I've recently spent few days in Rome, Italy. It's the city with very specific atmosphere.. history is mixed with modern lifestyle everywhere you look. Definitely recommended visit.

And during my visit in Vatican I captured nice woodworking pieces for you to enjoy:


----------



## Chipncut (Aug 18, 2006)

Hey Martin,
Beautiful, I don't think I'll ever get there, so thanks for showing us. I'm glad you had a nice safe journey.


----------



## 2 (Feb 26, 2006)

Glad you like the photos, Dick.


----------



## Dtugboat (Jul 31, 2006)

Martin, great pic's, thanks for sharing. Have been to Rome many times, the place is just full of woodworking inspiration.
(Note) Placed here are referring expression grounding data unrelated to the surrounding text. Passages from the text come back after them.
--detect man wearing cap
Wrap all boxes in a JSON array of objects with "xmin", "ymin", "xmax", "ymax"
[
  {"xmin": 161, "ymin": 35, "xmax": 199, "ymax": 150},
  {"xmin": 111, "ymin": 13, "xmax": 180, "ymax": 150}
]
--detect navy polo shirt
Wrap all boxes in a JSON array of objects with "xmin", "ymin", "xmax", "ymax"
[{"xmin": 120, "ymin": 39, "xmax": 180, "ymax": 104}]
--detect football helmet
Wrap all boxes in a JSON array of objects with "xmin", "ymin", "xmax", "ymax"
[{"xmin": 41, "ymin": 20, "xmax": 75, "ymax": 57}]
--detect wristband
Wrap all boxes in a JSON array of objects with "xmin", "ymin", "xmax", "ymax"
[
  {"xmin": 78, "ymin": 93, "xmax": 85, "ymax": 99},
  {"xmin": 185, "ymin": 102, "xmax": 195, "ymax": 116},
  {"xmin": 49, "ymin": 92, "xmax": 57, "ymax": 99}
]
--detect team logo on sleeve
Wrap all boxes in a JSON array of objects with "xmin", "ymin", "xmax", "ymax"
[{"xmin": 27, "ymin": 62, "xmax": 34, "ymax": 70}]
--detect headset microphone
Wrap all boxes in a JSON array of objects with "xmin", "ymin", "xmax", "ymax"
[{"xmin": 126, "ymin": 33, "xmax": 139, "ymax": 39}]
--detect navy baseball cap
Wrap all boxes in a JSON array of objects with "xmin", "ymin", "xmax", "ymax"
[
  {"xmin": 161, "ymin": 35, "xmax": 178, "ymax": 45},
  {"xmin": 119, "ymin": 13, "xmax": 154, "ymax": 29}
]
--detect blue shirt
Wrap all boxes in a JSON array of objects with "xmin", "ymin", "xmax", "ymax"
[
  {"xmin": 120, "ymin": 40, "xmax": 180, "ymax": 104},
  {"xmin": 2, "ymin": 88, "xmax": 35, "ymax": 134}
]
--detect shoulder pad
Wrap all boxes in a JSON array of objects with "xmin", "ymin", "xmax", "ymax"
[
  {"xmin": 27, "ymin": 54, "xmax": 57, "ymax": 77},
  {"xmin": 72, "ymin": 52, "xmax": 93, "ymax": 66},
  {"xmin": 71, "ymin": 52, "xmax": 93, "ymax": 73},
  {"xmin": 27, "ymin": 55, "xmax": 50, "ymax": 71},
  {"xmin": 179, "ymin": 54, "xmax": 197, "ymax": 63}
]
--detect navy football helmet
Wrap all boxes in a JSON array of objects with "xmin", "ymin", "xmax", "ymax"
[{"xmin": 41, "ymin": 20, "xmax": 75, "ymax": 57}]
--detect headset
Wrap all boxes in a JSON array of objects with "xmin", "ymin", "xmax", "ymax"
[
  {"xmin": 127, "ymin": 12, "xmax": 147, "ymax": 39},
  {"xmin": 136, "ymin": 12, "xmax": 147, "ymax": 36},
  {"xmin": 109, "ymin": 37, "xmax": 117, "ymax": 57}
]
Always makes me wonder how they did it and how long did it take? Especially considering lack of machines as we know them.


----------



## roosterscoop (Oct 12, 2006)

Martin … Absolutely beautiful. Dido with Dick, don't think I would ever get there. Not sure I will ever get to that kind of craftsmanship either, but as long as you post photos like these we can always be inspired to take that next challenge and lift ourselves up to the next level.
Thanks Martin


----------



## dennis (Aug 3, 2006)

Amazing stuff Martin! The oldest building around my part of America is only about a 100 years old and we ripped most of those down! Nice to see some real woodworking history.


----------